Было уже поздно. Девушки притворились спящими, но ни одна, ни другая не могли заснуть. А в это время на берегу замерзшего, занесенного снегом Северного Донца, в холодной землянке, думали и говорили о них двое молодых бойцов.
XXXII
Сквозь глинистый пол блиндажа проступали все время подпочвенные воды. Бойцы спали на зеленых еловых ветках, в несколько рядов настланных поверх досок на полу землянки. Коптилка, сооруженная из гильзы мелкокалиберного снаряда, уже догорала. То и дело кто-нибудь из бойцов, достав из шапки иголку, начинал ковырять фитилек. Лица товарищей на несколько мгновений освещались, потом опять тонули в полутьме, и снова обитатели землянки только слышали, но не видели друг друга.
Маленький металлический бидон был превращен в печку. Никто уже не помнил, что первоначально он предназначался для хранения керосина или бензина. Теперь он выполнял свои новые обязанности старательно и безропотно. Сверху была пробита дыра для трубы, сбоку вырезано широкое отверстие для дров. Круглые бока этой печки часто накалялись докрасна, сжигая прислоненные к ним для просушки валенки и наполняя землянку удушливым чадом паленой шерсти.
Коптилка потрескивала — видимо, в ней кончался керосин. Но вот огонек затрепетал и погас, окончательно похоронив во тьме землянку.
Эюб Гамидов все подкладывал да подкладывал дрова в печку. Сырые чурки не разгорались, а словно «кипели»: сперва на них таял лед, потом с шипением начинала выступать вода.
Когда времянка накалялась, Эюб, обхватив руками колени, начинал вполголоса напевать свои карабахские «баяти», напоминавшие ему цветущие склоны родных гор с утопающими в облаках вершинами.
Через щели между бревнами наката и от земляных стен тянуло злой стужей. Достаточно было времянке на несколько минут остаться без подтопки, как стены покрывались белым бархатом изморози.

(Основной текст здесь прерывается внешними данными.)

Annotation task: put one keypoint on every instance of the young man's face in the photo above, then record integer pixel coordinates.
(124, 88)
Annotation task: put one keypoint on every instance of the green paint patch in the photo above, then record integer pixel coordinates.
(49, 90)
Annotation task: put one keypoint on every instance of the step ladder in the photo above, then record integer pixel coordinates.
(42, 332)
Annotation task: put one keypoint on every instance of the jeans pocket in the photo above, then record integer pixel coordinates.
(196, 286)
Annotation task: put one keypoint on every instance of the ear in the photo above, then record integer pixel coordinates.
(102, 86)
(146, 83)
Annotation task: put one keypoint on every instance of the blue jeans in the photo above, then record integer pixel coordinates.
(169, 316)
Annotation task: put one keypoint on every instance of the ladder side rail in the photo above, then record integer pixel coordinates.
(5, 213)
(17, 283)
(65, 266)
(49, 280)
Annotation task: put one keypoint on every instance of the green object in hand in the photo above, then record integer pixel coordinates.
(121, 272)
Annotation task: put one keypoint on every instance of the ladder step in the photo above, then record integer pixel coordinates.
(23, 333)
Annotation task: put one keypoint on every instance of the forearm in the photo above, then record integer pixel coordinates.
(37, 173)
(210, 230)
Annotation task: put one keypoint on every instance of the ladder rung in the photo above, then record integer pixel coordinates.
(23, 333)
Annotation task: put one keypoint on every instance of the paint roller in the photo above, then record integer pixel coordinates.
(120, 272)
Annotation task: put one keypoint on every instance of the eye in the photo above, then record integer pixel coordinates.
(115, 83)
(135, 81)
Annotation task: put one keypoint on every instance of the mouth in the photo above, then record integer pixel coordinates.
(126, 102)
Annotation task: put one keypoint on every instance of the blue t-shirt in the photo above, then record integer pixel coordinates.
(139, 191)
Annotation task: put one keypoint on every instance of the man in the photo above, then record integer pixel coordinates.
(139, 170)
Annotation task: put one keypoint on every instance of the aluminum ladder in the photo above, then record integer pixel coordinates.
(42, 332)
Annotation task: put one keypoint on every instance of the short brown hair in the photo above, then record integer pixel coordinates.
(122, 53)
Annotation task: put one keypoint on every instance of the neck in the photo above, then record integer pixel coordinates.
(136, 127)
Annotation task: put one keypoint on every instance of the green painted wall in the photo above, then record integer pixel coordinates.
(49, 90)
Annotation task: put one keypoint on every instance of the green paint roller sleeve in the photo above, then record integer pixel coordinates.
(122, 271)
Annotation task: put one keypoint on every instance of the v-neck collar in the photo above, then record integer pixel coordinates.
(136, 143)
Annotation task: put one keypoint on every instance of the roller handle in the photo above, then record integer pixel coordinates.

Эюб подтапливал железную печку, чтоб поддержать тепло в темной земляной норе. Глаза молодого азербайджанца были закрыты, но он не спал. Эюб грезил наяву о чудесной весне на берегу Геок-гела, о залитых солнцем горах, о пламенеющих цветами горных лугах. Песни Хагани звучали в его душе, а газеллы Низами рождали тоску по любви.
Эюб подбросил в печку поленьев и улегся на еловые ветки, примостив голову на вещевой мешок. Отлетели мечты, утихла тоска. В эту минуту Эюбу казалось, что нет на свете более уютного места, чем эта землянка, и не может быть подушки мягче его вещевого мешка. Его начал одолевать сон.
— Если вам не спится, последите немножко за печкой, я посплю полчаса, — попросил се Ираклия и Аргама.
— Спи, спи, мы последим, — заверил его Аргам.
Одолеваемый усталостью, Эюб предвкушал радости отдыха. Он был в том блаженном настроении, когда всем хочется сделать приятное. Сказав Аргаму по-азербайджански: — Сах ол, азиз кардашым![7] — он сразу уснул.